Реакция младенцев на отделение от матери заслуживает особого разговора. По мнению этологов, негативная реакция младенцев на расставание с матерью несет важнейшую функциональную нагрузку. Эта реакция обеспечивает положительную ответную реакцию со стороны окружающих. Если младенец начинает громко плакать и кричать, когда мать уходит, это часто заставляет ее вернуться и уделить младенцу самое пристальное внимание: покачать, взять на руки, ласково утешить. Депрессивноподобное состояние (горе), в которое часто впадают младенцы (и детеныши приматов), если активный громкий протест против отделения не возымел должного действия, также имеет адаптивное значение. Действительно, детеныш обезьяны, оставшись один без матери в природных условиях, оказывается крайне уязвимым. Возможно, естественный отбор снабдил детенышей двумя, следующими одна за другой, стратегиями оптимального выживания. Первая — это кратковременная реакция на отделение от матери в форме активного шумного протеста, сопровождаемого плачем и криками. На смену ей приходит вторая, более длительная реакция, связанная с общим угнетенным состоянием, спадом двигательной активности и отрешенностью от внешних стимулов. Затихание и неподвижность позволяют детенышу экономить силы и привлекать в себе минимум внимания хищников. Депрессивноподобное состояние служит энергосберегающим целям и позволяет детенышу максимально избегать внешних опасностей, пока не подоспеет помощь (LaFreniere, 2000).
Еще одна возможная функция грусти — стимулирование общей сплоченности коллектива перед лицом общего горя (Averill, 1968). Общее горе, например потеря родственника, может усилить взаимопомощь в родственном коллективе и тем самым повысить шансы индивидов на выживание.
Особая заслуга в изучении феномена стресса отделения от матери принадлежит Дж. Боулби. Этот исследователь вскрыл эволюционные корни данного явления и теоретически обосновал его адаптивную значимость в своей трилогии, посвященной привязанности, отделению и утрате (Bowlby, 1969, 1973, 1980). В настоящее время доказано, что у детенышей всех приматов (включая человека) разлука с матерью вызывает сходные реакции тоски и грусти, свидетельствующие об угнетенном состоянии (меняется частота сердечного ритма, падает игровая активность, возникает тревожность). Ученица Дж. Боулби, М. Айнсворс, предложила специальный тест на незнакомую ситуацию, широко используемый в настоящие время в исследованиях по изучению ранней детской привязанности. Тест состоит в том, что младенца на три минуты разлучают с матерью в незнакомой обстановке. Данные М. Айнсворс, относящиеся к младенцам в возрасте от 9 до 18 месяцев, подтвердили выводы о том, что даже разлученные с матерью на короткое время, дети демонстрируют тревогу, грусть и страх.

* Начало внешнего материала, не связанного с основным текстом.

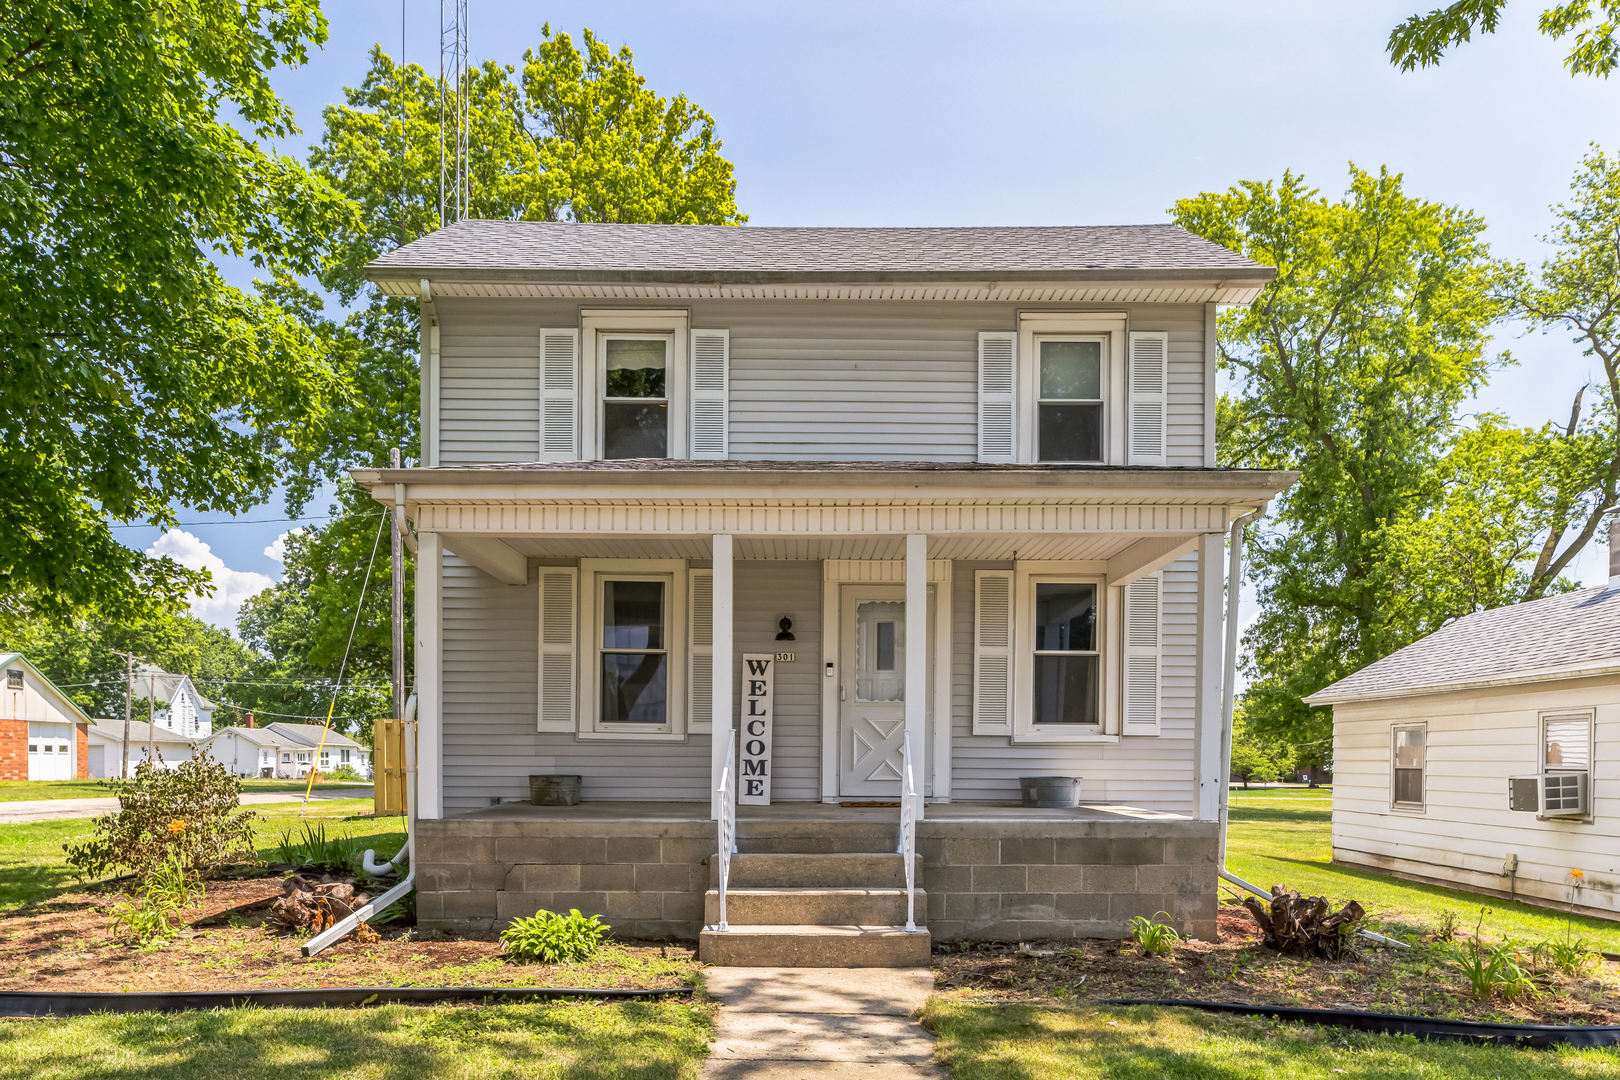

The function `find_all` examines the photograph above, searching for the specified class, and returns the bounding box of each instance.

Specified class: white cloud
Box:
[263,527,305,564]
[146,529,276,630]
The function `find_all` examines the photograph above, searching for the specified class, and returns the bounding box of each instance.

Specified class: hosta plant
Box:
[501,908,610,964]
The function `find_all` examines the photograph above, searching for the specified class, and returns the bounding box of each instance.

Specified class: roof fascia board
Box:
[1306,658,1620,706]
[365,266,1275,288]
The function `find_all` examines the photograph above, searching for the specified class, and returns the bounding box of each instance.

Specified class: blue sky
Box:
[133,0,1618,627]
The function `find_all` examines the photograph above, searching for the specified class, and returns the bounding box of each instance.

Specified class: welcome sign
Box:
[737,653,774,805]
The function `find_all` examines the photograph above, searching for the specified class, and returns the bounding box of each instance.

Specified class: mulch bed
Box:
[932,905,1620,1026]
[0,873,697,993]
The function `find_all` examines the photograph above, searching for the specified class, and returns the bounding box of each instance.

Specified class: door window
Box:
[855,601,906,702]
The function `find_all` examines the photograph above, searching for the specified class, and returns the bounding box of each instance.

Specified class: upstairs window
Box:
[1036,337,1105,463]
[1391,723,1425,810]
[5,669,21,690]
[601,335,670,459]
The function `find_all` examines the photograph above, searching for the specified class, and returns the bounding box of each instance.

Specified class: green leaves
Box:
[0,0,352,621]
[1388,0,1620,76]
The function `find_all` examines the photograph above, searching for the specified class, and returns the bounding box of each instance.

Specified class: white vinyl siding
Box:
[431,299,1210,466]
[950,556,1201,812]
[1332,688,1620,918]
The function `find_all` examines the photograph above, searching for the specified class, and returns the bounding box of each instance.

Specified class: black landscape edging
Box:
[1104,998,1620,1048]
[0,985,694,1018]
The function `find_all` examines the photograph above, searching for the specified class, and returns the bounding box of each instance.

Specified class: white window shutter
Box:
[537,567,578,732]
[977,331,1017,463]
[1123,573,1162,736]
[972,569,1014,735]
[1127,331,1168,466]
[689,329,729,460]
[688,568,714,733]
[539,328,580,461]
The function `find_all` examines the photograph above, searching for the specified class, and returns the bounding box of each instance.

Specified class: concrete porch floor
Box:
[449,799,1192,824]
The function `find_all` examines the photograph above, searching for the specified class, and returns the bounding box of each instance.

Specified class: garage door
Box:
[88,745,106,779]
[28,725,72,781]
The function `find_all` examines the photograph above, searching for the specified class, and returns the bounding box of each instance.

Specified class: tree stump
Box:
[1241,885,1365,959]
[268,874,369,933]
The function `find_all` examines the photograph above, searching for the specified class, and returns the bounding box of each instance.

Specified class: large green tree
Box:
[0,0,351,622]
[1389,1,1620,76]
[242,26,745,715]
[1174,167,1520,759]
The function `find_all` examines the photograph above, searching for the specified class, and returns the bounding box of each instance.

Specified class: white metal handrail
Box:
[715,735,737,932]
[897,731,918,932]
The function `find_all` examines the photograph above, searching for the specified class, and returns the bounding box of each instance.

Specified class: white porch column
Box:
[905,533,927,820]
[710,533,735,821]
[1194,531,1225,821]
[415,531,443,819]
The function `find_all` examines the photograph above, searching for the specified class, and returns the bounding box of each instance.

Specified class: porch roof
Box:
[356,461,1294,582]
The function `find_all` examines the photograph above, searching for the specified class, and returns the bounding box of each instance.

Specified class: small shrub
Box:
[1434,909,1461,942]
[501,908,610,963]
[108,855,199,949]
[275,821,366,874]
[325,764,366,782]
[64,753,258,881]
[1124,912,1181,958]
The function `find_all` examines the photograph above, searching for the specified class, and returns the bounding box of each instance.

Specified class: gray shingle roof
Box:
[1309,585,1620,702]
[88,719,197,745]
[367,221,1272,282]
[265,722,366,750]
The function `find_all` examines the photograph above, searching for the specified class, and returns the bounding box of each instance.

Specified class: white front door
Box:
[837,585,931,798]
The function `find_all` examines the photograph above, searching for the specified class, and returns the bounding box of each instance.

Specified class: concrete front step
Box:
[714,852,923,890]
[705,887,928,926]
[734,821,901,854]
[699,924,932,967]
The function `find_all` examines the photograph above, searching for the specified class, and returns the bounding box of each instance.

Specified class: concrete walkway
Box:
[703,967,944,1079]
[0,787,372,823]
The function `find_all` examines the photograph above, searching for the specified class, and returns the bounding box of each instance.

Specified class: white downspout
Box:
[1214,512,1407,950]
[303,693,417,956]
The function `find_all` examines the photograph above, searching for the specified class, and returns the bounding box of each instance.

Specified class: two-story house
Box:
[354,221,1295,965]
[134,664,215,739]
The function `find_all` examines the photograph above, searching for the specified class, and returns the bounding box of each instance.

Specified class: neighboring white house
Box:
[1309,529,1620,919]
[202,722,372,780]
[85,719,198,778]
[351,220,1296,955]
[132,664,216,738]
[0,653,91,781]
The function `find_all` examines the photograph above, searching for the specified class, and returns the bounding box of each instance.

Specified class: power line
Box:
[108,512,385,530]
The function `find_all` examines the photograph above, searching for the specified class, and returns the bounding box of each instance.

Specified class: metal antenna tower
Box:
[438,0,469,227]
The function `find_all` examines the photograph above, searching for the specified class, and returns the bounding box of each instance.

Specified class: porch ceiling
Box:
[496,532,1183,563]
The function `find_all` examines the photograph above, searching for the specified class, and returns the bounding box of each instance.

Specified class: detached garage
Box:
[0,653,91,782]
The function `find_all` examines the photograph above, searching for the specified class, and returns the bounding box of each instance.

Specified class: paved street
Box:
[0,787,373,823]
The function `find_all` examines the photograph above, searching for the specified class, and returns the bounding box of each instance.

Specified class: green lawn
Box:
[924,1001,1620,1079]
[0,779,370,802]
[0,1001,713,1080]
[1225,786,1620,949]
[0,799,403,911]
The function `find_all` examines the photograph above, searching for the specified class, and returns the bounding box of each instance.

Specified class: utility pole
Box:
[391,446,406,722]
[112,651,137,779]
[147,667,156,766]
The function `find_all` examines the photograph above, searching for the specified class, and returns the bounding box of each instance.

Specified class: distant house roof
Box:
[88,719,197,746]
[0,653,94,725]
[200,726,282,748]
[366,220,1274,285]
[263,722,366,750]
[131,665,217,711]
[1307,585,1620,705]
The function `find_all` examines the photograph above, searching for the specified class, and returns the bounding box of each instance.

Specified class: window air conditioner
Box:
[1508,773,1589,818]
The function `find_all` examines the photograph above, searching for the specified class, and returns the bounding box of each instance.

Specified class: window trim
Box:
[1011,561,1118,744]
[578,558,690,741]
[1033,334,1108,465]
[597,331,674,460]
[1016,312,1127,465]
[580,309,689,460]
[1389,722,1426,812]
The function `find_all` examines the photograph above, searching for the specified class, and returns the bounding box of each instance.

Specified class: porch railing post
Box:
[710,533,734,821]
[904,532,927,822]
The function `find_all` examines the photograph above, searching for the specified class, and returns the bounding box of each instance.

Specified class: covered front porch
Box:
[358,461,1291,824]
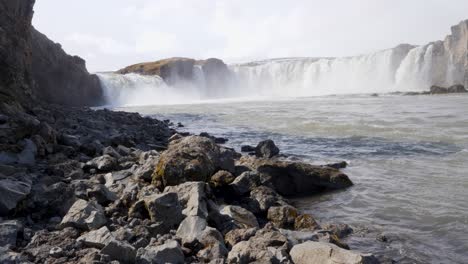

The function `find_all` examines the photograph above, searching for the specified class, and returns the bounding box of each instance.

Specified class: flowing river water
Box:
[114,93,468,263]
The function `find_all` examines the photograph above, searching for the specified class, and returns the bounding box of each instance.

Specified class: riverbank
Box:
[0,103,382,263]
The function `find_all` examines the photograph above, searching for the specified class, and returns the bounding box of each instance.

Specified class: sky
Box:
[33,0,468,73]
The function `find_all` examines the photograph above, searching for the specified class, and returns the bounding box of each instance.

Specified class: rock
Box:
[101,239,136,263]
[77,226,113,249]
[152,136,235,188]
[87,184,117,205]
[289,241,379,264]
[240,157,353,196]
[136,240,184,264]
[210,170,235,188]
[197,227,229,261]
[255,139,279,158]
[325,161,348,169]
[229,171,260,196]
[164,181,210,218]
[0,178,32,215]
[220,205,259,229]
[267,205,298,229]
[85,154,118,172]
[321,223,353,239]
[0,246,22,263]
[133,156,158,182]
[176,216,207,246]
[58,199,106,230]
[0,220,21,248]
[49,246,63,258]
[294,214,320,231]
[227,227,290,264]
[249,186,289,213]
[143,192,183,228]
[224,228,258,248]
[240,145,256,152]
[430,84,467,94]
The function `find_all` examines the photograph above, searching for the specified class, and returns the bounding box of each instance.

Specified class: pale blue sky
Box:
[33,0,468,72]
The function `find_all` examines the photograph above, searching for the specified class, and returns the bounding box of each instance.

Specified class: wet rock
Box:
[210,170,235,188]
[321,223,353,239]
[220,205,259,229]
[255,139,279,158]
[249,186,289,213]
[77,226,113,249]
[136,240,184,264]
[200,132,228,144]
[430,84,467,94]
[325,161,348,169]
[224,228,258,248]
[85,154,118,172]
[290,241,379,264]
[152,136,235,188]
[164,181,210,218]
[101,239,136,263]
[0,220,21,248]
[58,199,106,230]
[229,171,260,196]
[240,145,256,152]
[267,205,298,229]
[295,214,320,231]
[240,157,353,196]
[0,178,32,215]
[143,192,183,228]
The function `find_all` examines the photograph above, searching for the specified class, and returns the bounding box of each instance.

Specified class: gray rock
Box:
[267,205,298,229]
[143,192,183,228]
[49,246,63,258]
[229,171,260,196]
[77,226,113,249]
[58,199,106,230]
[0,220,21,248]
[87,184,117,205]
[224,228,258,248]
[255,139,279,158]
[86,154,118,172]
[0,246,22,263]
[176,216,207,246]
[250,186,288,213]
[102,146,121,158]
[164,181,210,218]
[220,205,259,229]
[0,178,32,215]
[136,240,184,264]
[101,239,136,263]
[210,170,235,188]
[289,241,379,264]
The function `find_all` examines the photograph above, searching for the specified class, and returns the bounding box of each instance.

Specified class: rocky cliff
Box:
[0,0,103,108]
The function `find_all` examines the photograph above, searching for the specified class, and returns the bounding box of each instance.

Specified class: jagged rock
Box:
[220,205,259,229]
[101,239,136,263]
[0,246,22,264]
[229,171,260,196]
[267,205,298,229]
[224,228,258,248]
[227,227,291,264]
[255,139,280,158]
[58,199,106,230]
[176,216,207,246]
[289,241,379,264]
[136,240,184,264]
[85,154,118,172]
[0,220,21,248]
[77,226,113,249]
[249,186,289,213]
[143,192,183,228]
[197,227,229,262]
[152,136,235,188]
[0,178,32,215]
[295,214,320,231]
[210,170,235,188]
[321,223,354,239]
[87,184,117,205]
[240,156,353,196]
[164,181,210,218]
[24,227,80,263]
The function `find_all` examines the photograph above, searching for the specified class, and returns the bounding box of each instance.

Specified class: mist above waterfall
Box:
[98,39,465,106]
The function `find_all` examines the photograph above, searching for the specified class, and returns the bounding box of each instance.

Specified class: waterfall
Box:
[98,44,459,106]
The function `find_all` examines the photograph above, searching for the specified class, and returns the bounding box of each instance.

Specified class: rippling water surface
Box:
[116,94,468,263]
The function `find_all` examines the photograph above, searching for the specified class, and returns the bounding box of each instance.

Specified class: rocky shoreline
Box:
[0,103,383,264]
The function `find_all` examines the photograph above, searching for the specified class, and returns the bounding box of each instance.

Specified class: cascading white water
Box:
[97,44,459,106]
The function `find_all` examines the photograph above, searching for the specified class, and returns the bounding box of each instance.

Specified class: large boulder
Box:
[77,226,113,249]
[143,192,183,228]
[289,241,379,264]
[101,239,136,263]
[255,139,280,158]
[58,199,106,230]
[239,157,353,196]
[152,136,235,189]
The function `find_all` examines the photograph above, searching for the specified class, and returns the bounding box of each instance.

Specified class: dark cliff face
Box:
[30,28,104,106]
[0,0,36,107]
[0,0,104,108]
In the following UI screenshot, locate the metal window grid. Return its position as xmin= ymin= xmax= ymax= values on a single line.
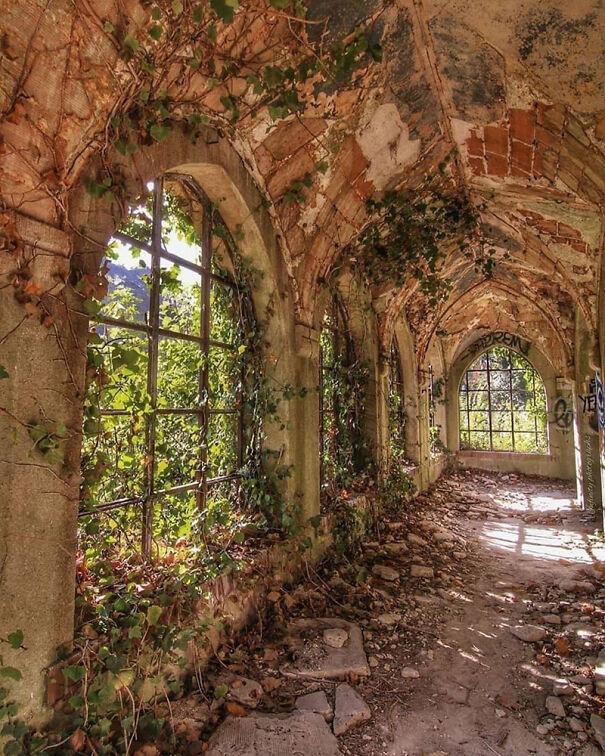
xmin=80 ymin=174 xmax=251 ymax=556
xmin=388 ymin=339 xmax=406 ymax=448
xmin=318 ymin=293 xmax=353 ymax=488
xmin=459 ymin=348 xmax=547 ymax=453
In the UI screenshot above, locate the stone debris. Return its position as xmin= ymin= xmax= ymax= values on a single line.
xmin=295 ymin=691 xmax=333 ymax=721
xmin=545 ymin=695 xmax=565 ymax=717
xmin=281 ymin=618 xmax=370 ymax=679
xmin=372 ymin=564 xmax=399 ymax=581
xmin=401 ymin=667 xmax=420 ymax=679
xmin=377 ymin=613 xmax=401 ymax=627
xmin=591 ymin=713 xmax=605 ymax=751
xmin=407 ymin=533 xmax=427 ymax=546
xmin=332 ymin=683 xmax=371 ymax=735
xmin=323 ymin=628 xmax=348 ymax=649
xmin=410 ymin=565 xmax=434 ymax=578
xmin=511 ymin=625 xmax=547 ymax=643
xmin=206 ymin=712 xmax=342 ymax=755
xmin=384 ymin=542 xmax=409 ymax=556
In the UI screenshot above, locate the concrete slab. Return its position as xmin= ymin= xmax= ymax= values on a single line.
xmin=206 ymin=711 xmax=342 ymax=755
xmin=281 ymin=618 xmax=371 ymax=679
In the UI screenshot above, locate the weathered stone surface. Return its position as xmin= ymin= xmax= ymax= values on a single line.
xmin=206 ymin=711 xmax=342 ymax=755
xmin=333 ymin=684 xmax=371 ymax=735
xmin=384 ymin=542 xmax=409 ymax=556
xmin=372 ymin=564 xmax=400 ymax=581
xmin=295 ymin=691 xmax=333 ymax=721
xmin=377 ymin=613 xmax=401 ymax=627
xmin=511 ymin=625 xmax=547 ymax=643
xmin=407 ymin=533 xmax=428 ymax=546
xmin=281 ymin=618 xmax=370 ymax=679
xmin=401 ymin=667 xmax=420 ymax=679
xmin=323 ymin=628 xmax=348 ymax=649
xmin=227 ymin=677 xmax=264 ymax=709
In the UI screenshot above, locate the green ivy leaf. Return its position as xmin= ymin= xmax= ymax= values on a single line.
xmin=0 ymin=668 xmax=21 ymax=682
xmin=211 ymin=0 xmax=239 ymax=24
xmin=123 ymin=35 xmax=139 ymax=53
xmin=172 ymin=0 xmax=184 ymax=14
xmin=63 ymin=665 xmax=86 ymax=682
xmin=0 ymin=365 xmax=8 ymax=380
xmin=270 ymin=0 xmax=291 ymax=7
xmin=146 ymin=605 xmax=162 ymax=626
xmin=149 ymin=124 xmax=171 ymax=142
xmin=103 ymin=20 xmax=115 ymax=33
xmin=214 ymin=683 xmax=228 ymax=699
xmin=148 ymin=24 xmax=162 ymax=40
xmin=7 ymin=631 xmax=23 ymax=650
xmin=115 ymin=140 xmax=137 ymax=156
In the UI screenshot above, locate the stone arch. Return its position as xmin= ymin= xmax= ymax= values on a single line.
xmin=445 ymin=331 xmax=576 ymax=479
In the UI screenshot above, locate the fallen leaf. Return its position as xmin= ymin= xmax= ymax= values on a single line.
xmin=70 ymin=729 xmax=86 ymax=752
xmin=226 ymin=702 xmax=248 ymax=717
xmin=262 ymin=676 xmax=282 ymax=692
xmin=555 ymin=638 xmax=570 ymax=657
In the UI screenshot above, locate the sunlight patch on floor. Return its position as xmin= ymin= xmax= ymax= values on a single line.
xmin=480 ymin=520 xmax=595 ymax=563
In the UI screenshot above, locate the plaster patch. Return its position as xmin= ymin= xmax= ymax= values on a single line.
xmin=356 ymin=104 xmax=420 ymax=190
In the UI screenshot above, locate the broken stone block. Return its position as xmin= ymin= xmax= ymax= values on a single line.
xmin=372 ymin=564 xmax=399 ymax=581
xmin=410 ymin=565 xmax=434 ymax=578
xmin=591 ymin=713 xmax=605 ymax=750
xmin=552 ymin=680 xmax=574 ymax=696
xmin=401 ymin=667 xmax=420 ymax=679
xmin=377 ymin=613 xmax=401 ymax=627
xmin=206 ymin=711 xmax=342 ymax=755
xmin=545 ymin=695 xmax=565 ymax=717
xmin=333 ymin=684 xmax=371 ymax=735
xmin=407 ymin=533 xmax=427 ymax=546
xmin=511 ymin=625 xmax=546 ymax=642
xmin=542 ymin=614 xmax=562 ymax=625
xmin=384 ymin=542 xmax=408 ymax=556
xmin=295 ymin=690 xmax=333 ymax=721
xmin=227 ymin=677 xmax=264 ymax=709
xmin=281 ymin=618 xmax=370 ymax=679
xmin=323 ymin=628 xmax=348 ymax=649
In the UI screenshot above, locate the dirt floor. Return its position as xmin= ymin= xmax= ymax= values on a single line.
xmin=172 ymin=469 xmax=605 ymax=756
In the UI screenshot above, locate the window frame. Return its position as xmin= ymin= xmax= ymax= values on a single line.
xmin=80 ymin=174 xmax=252 ymax=556
xmin=318 ymin=292 xmax=354 ymax=490
xmin=458 ymin=347 xmax=548 ymax=454
xmin=388 ymin=338 xmax=406 ymax=459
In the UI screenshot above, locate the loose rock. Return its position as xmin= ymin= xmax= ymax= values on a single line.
xmin=333 ymin=684 xmax=371 ymax=736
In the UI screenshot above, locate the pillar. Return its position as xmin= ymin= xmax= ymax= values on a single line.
xmin=0 ymin=214 xmax=85 ymax=723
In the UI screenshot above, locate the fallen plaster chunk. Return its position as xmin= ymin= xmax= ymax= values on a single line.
xmin=206 ymin=711 xmax=342 ymax=755
xmin=295 ymin=690 xmax=333 ymax=721
xmin=281 ymin=618 xmax=370 ymax=679
xmin=333 ymin=683 xmax=371 ymax=735
xmin=511 ymin=625 xmax=547 ymax=643
xmin=545 ymin=696 xmax=565 ymax=717
xmin=401 ymin=667 xmax=420 ymax=679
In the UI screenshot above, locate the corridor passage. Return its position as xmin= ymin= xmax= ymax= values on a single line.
xmin=200 ymin=470 xmax=605 ymax=756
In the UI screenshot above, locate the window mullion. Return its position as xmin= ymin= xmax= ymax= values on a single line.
xmin=142 ymin=177 xmax=163 ymax=558
xmin=199 ymin=196 xmax=212 ymax=511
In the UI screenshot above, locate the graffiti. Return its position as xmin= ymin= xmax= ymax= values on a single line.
xmin=553 ymin=397 xmax=573 ymax=430
xmin=461 ymin=331 xmax=531 ymax=362
xmin=596 ymin=372 xmax=605 ymax=429
xmin=578 ymin=376 xmax=600 ymax=432
xmin=583 ymin=433 xmax=596 ymax=512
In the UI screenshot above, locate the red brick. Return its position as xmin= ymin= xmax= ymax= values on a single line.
xmin=468 ymin=156 xmax=486 ymax=175
xmin=337 ymin=136 xmax=368 ymax=183
xmin=509 ymin=108 xmax=536 ymax=145
xmin=266 ymin=149 xmax=315 ymax=200
xmin=485 ymin=152 xmax=508 ymax=177
xmin=532 ymin=149 xmax=543 ymax=177
xmin=535 ymin=125 xmax=553 ymax=148
xmin=511 ymin=140 xmax=533 ymax=173
xmin=484 ymin=125 xmax=509 ymax=156
xmin=536 ymin=218 xmax=559 ymax=235
xmin=334 ymin=187 xmax=365 ymax=225
xmin=262 ymin=118 xmax=326 ymax=162
xmin=510 ymin=163 xmax=531 ymax=179
xmin=556 ymin=222 xmax=582 ymax=240
xmin=253 ymin=144 xmax=274 ymax=176
xmin=569 ymin=241 xmax=588 ymax=253
xmin=466 ymin=130 xmax=484 ymax=157
xmin=352 ymin=172 xmax=375 ymax=200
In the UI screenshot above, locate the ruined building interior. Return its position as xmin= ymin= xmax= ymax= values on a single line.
xmin=0 ymin=1 xmax=604 ymax=754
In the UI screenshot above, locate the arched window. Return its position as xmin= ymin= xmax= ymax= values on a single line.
xmin=388 ymin=339 xmax=406 ymax=461
xmin=80 ymin=174 xmax=254 ymax=556
xmin=319 ymin=293 xmax=355 ymax=495
xmin=459 ymin=347 xmax=548 ymax=453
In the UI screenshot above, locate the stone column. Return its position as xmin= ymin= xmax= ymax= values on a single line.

Эмоция грусти далеко не всегда играет в жизни человека положительную роль. Неоднократно замечено, что грусть у маленьких детей тесно связана с резким снижением интереса к внешнему миру, спадом исследовательской активности, игры и положительных эмоций, а также с ограничением социальных контактов (LaFreniere et al., 1992). Поскольку исследовательская активность и игра занимают центральное место в жизни ребенка и лежат в основе его будущей социальной и когнитивной компетентности, затянувшиеся периоды грусти однозначно отрицательно сказываются на развитии ребенка.
Отвращение. Выражение отвращения впервые было описано Ч. Дарвином (2001) у разных народов, на материале его наблюдений во время его кругосветного путешествия на '"Бите", а его развитие в онтогенезе — на примере его собственных детей (подробнее о кросс-культурных аспектах мимических выражений см. гл. 4). Ч. Дарвин рассматривал эту эмоцию как универсальную и базовую и полагал, что она исходно возникла как реакция отторжения некачественной пищи. Современные исследователи подтверждают правильность этих выводов (Schiefenhovel, 1997). В момент отвращения человек хмурит брови, морщит нос, при этом сокращается мышца levator labii superioris, подтягивающая верхнюю губу, и обнажаются верхние зубы. Он непроизвольно отводит голову назад, сердцебиение замедляется. В. Шифенховель полагает, что отвращение представляет собой ритуализованную рвотную реакцию. Замедление частоты сердечных сокращений объясняется тем обстоятельством, что нервы glossopharyngeus и vagus, ответственные за рвотную реакцию, относятся к парасимпатической нервной системе.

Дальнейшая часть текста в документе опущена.